The timetable allows 120 seconds for passengers to board at Gatwick. On Wednesday morning, a tardy arrival meant only 23 seconds remained before the nouveau express was due to depart. They managed it in 84, not bad considering some had been on overnight flights. The train left only a minute adrift. It stuttered through south London, waiting its turn to experience the joys of Clapham Junction.

The 7.29 finally ran out of puff just outside Victoria, where it sat waiting for a platform slot before delivering around 1,000 people exactly nine minutes late.

Nothing unusual, according to ex-passenger David Haddrell, who told me: "I used to take it regularly for my daily commute but it got so bad, I switched to the 7.21 from Hove, actually."

Going rogue

The world has more profound concerns than a few squandered seconds here or there.
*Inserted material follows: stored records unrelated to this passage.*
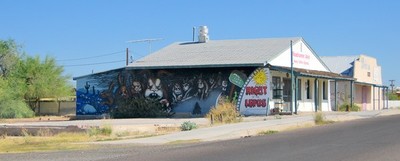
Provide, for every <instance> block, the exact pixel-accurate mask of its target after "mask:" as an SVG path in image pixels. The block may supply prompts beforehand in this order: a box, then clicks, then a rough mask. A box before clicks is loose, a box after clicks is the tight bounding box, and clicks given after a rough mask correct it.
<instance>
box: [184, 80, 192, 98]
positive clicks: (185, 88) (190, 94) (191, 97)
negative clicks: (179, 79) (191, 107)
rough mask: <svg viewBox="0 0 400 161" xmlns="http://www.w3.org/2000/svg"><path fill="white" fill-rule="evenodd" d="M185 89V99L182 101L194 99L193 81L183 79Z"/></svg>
mask: <svg viewBox="0 0 400 161" xmlns="http://www.w3.org/2000/svg"><path fill="white" fill-rule="evenodd" d="M182 86H183V87H182V88H183V97H182V101H185V100H188V99H190V98H192V97H193V95H194V90H193V80H192V79H188V78H186V79H183V83H182Z"/></svg>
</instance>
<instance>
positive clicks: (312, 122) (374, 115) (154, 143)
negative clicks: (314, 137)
mask: <svg viewBox="0 0 400 161" xmlns="http://www.w3.org/2000/svg"><path fill="white" fill-rule="evenodd" d="M395 114H400V110H394V109H393V110H382V111H363V112H327V113H324V115H325V117H326V119H327V120H333V121H349V120H354V119H361V118H372V117H377V116H381V115H395ZM313 117H314V113H303V114H299V115H292V116H268V117H248V118H245V119H244V122H240V123H235V124H227V125H219V126H212V127H209V128H201V129H195V130H192V131H182V132H178V133H173V134H168V135H162V136H155V137H148V138H140V139H129V140H118V141H106V142H96V143H95V144H144V145H151V144H166V143H171V142H174V141H215V140H227V139H236V138H241V137H247V136H254V135H257V134H258V133H259V132H261V131H266V130H274V131H282V130H289V129H295V128H302V127H311V126H313V125H314V118H313Z"/></svg>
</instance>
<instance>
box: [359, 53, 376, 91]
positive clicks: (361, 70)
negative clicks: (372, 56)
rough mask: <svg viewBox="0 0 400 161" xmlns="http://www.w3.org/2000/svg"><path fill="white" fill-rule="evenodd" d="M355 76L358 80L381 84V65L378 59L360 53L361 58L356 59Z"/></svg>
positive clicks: (364, 81) (360, 56) (362, 81)
mask: <svg viewBox="0 0 400 161" xmlns="http://www.w3.org/2000/svg"><path fill="white" fill-rule="evenodd" d="M354 78H356V79H357V81H358V82H365V83H371V84H377V85H381V84H382V74H381V67H380V66H379V65H378V63H377V60H376V59H375V58H373V57H369V56H366V55H360V57H359V59H358V60H356V61H354Z"/></svg>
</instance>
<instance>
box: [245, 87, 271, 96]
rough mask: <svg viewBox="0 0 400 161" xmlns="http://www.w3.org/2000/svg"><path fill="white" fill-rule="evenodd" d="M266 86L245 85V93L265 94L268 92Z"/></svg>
mask: <svg viewBox="0 0 400 161" xmlns="http://www.w3.org/2000/svg"><path fill="white" fill-rule="evenodd" d="M267 89H268V88H267V86H254V87H253V86H249V87H246V95H256V96H258V95H266V94H268V90H267Z"/></svg>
But according to Mark Smith, the rail guru known as the Man in Seat Sixty-One, in a complex railway system every second counts. He used to work on the railways, running stations in east Kent.

"Operators don't always allow enough time for 'reality' to happen, with a cumulative and knock-on effect across their network." In the 1980s he observed that morning rush-hour trains leaving Headcorn and Staplehurst took at least 50 seconds to load, even though they were scheduled for a standard 20-second stop.
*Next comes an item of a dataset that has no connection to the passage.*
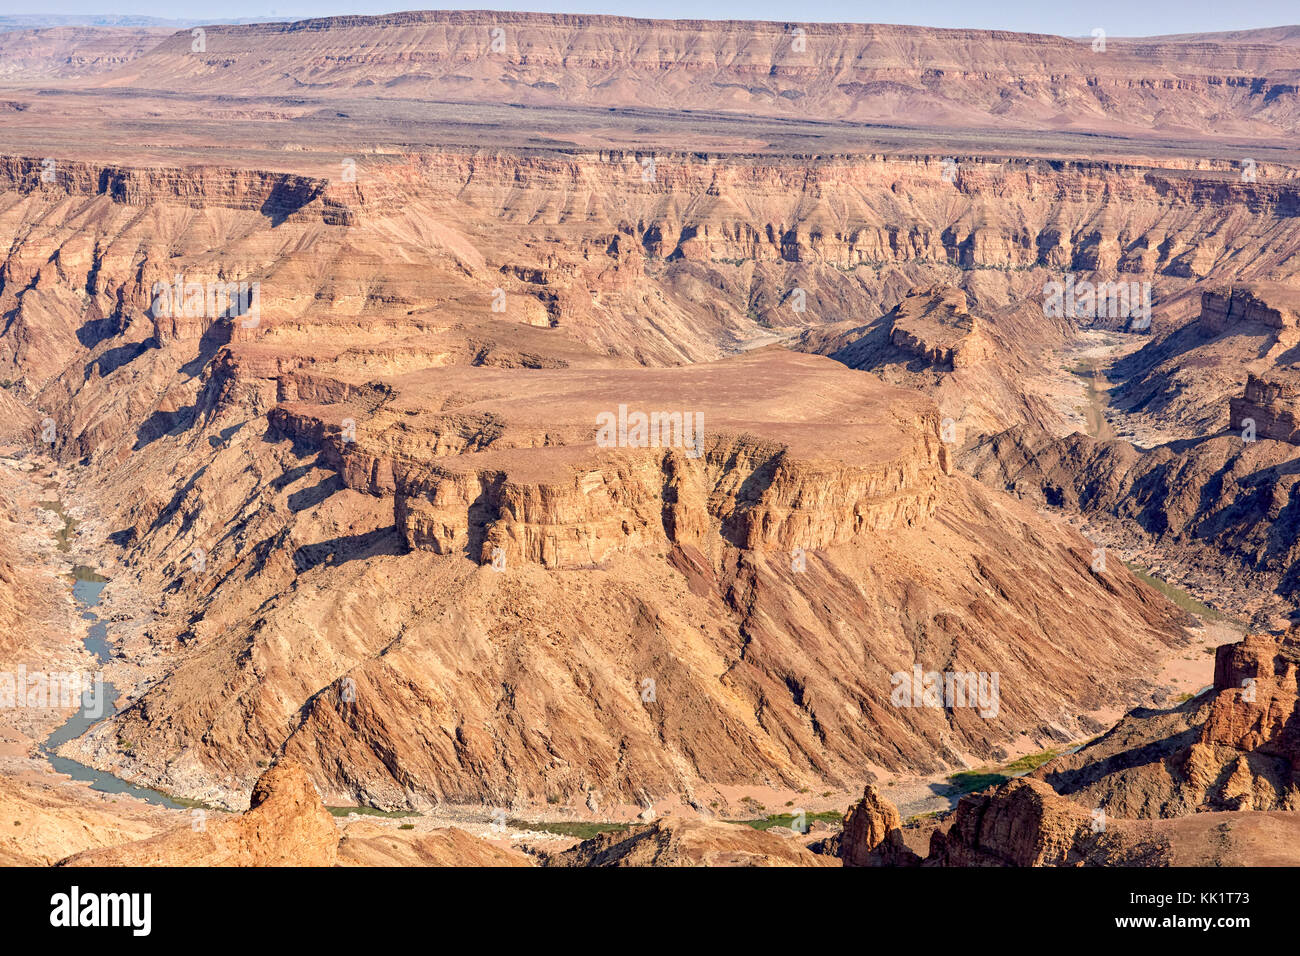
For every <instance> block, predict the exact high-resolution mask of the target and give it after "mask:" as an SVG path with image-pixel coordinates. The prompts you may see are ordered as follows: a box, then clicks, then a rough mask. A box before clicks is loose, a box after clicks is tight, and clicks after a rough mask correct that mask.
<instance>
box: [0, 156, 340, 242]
mask: <svg viewBox="0 0 1300 956" xmlns="http://www.w3.org/2000/svg"><path fill="white" fill-rule="evenodd" d="M0 190H16V191H18V193H38V191H40V193H48V194H51V195H75V196H96V195H103V196H108V198H109V199H110V200H112V202H114V203H121V204H123V206H148V204H149V203H156V202H172V203H181V204H183V206H188V207H192V208H211V207H218V208H226V209H247V211H256V212H260V213H263V215H264V216H268V217H270V219H272V220H273V221H277V222H282V221H285V220H289V219H291V217H298V219H302V220H303V221H318V222H324V224H326V225H347V224H348V222H351V221H352V219H354V215H352V211H351V208H350V207H348V203H352V202H355V198H356V195H357V193H359V190H357V189H356V187H355V185H354V183H346V185H342V186H341V185H338V183H331V182H330V181H328V179H324V178H317V177H311V176H295V174H292V173H282V172H273V170H266V169H235V168H231V166H217V165H191V166H138V168H131V166H121V165H109V164H99V163H85V161H79V160H68V159H52V157H32V156H0Z"/></svg>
"No wonder the peak trains were minutes adrift when they reached the London area.

"The railway attitude has always been to do more whistle-blowing to try and get trains and passengers to stick to the plan, rather than to ask if the plan is sound in the first place."

He says South West Trains redesigned its whole timetable with robustness in mind a few years ago. "It was a more sophisticated re-think than just adding padding at the end of each journey," he says. Yet in the case of the 7.29 from Brighton just adding five minutes "recovery time" would have made it on time (in railway terms) every day this week. But then, says Mark Smith, we would find other culprits.
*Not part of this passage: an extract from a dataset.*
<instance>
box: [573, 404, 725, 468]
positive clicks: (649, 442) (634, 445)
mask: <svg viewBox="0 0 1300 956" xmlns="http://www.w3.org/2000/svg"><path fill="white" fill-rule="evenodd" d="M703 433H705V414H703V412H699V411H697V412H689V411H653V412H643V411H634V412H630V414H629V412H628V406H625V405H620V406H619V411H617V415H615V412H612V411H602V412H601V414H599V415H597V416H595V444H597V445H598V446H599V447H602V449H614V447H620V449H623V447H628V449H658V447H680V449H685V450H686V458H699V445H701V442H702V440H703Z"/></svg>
"There are always rogue trains on every route that never seem to run quite right."

Foreign objects

One heartening side of the past dismal days is the way the world has united to celebrate diversity. Thank goodness the UK rejects divisive elements such as the British National Party, now largely consigned to the dustbin of discredited ideologies. Except, it appears, in Bangladesh. When I finally reached the office on Wednesday, the Foreign Office had issued a warning for visitors to the South Asian nation: "British National Party (BNP) enforced general strike called on 15 January."

Forty minutes later, the travel advice was reissued, citing the Bangladesh National Party.